As the Miskitu nation, we were forced to bring our case to the Inter American Court to compel the government to end the takeover of our homes, land, and lives by the colonos. But the situation is getting worse. Said in the report, a community leader, whose identity have being protected.

By examining how past “development” schemes, resettlement of ex-combatants, and business friendly policies advanced by successive governments have exploited the Caribbean Coast’s lands, the report provides in-depth analysis and historical context to the current situation. It also details how the Indigenous have turned to the Inter-American Court for Human Rights because of the long denial of the legal protections afforded to them by law and how its binding resolutions have been largely ignored to date.

“Nicaragua is seen as exemplary in granting land rights to Indigenous communities through legal protections, such as the Law 28 (Statute of Autonomy) and Law 445,” said Mittal. “The government has failed to enforce these laws, and instead colludes with business interests and plays an active role in the colonization of the protected lands by outsiders,” the author of the report added. 

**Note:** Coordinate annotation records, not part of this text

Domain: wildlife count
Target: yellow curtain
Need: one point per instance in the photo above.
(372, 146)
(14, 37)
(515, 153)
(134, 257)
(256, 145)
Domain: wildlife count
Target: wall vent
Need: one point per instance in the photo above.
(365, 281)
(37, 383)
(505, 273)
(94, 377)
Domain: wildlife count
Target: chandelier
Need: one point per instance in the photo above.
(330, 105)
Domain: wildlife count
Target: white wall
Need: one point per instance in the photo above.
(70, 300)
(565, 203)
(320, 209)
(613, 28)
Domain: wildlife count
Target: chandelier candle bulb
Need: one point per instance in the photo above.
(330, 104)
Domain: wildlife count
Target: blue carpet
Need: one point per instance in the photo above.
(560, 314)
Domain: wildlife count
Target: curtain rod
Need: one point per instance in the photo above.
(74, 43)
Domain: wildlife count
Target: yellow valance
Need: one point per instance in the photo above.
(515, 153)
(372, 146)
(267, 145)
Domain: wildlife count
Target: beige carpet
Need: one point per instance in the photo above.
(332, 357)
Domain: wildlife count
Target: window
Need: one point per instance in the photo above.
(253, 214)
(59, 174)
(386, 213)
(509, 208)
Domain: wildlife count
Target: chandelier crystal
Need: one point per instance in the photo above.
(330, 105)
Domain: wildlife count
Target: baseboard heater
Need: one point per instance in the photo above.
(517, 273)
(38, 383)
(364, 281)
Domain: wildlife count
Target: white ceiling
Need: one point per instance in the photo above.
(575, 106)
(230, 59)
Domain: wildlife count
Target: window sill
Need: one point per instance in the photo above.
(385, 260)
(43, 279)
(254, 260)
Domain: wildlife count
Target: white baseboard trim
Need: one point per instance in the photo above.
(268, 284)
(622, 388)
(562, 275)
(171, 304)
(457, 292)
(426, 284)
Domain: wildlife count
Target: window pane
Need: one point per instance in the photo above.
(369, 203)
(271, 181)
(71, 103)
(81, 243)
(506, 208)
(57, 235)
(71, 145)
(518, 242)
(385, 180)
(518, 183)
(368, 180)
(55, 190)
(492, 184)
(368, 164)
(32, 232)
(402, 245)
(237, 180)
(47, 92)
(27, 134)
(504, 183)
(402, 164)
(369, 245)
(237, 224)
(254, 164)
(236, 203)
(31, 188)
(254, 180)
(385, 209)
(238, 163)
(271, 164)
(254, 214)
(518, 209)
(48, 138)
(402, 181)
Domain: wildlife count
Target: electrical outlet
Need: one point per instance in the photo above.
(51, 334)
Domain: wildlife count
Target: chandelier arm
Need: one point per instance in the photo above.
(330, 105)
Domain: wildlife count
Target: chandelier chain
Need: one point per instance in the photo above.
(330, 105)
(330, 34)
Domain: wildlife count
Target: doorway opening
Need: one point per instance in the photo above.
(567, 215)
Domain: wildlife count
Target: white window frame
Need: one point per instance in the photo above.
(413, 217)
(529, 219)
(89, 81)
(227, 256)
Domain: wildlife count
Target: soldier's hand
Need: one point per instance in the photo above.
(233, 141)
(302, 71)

The report also exposes how government officials are complicit in land invasions through direct involvement in illegal land sales and the formation of parallel governing bodies to circumvent Indigenous autonomy. 

“Whereas widespread human rights suppression in Nicaragua has garnered international attention in recent years, violence faced by the Indigenous and the impunity granted to settlers by the national police and the government has gone largely ignored—until now,” said Anuradha Mittal.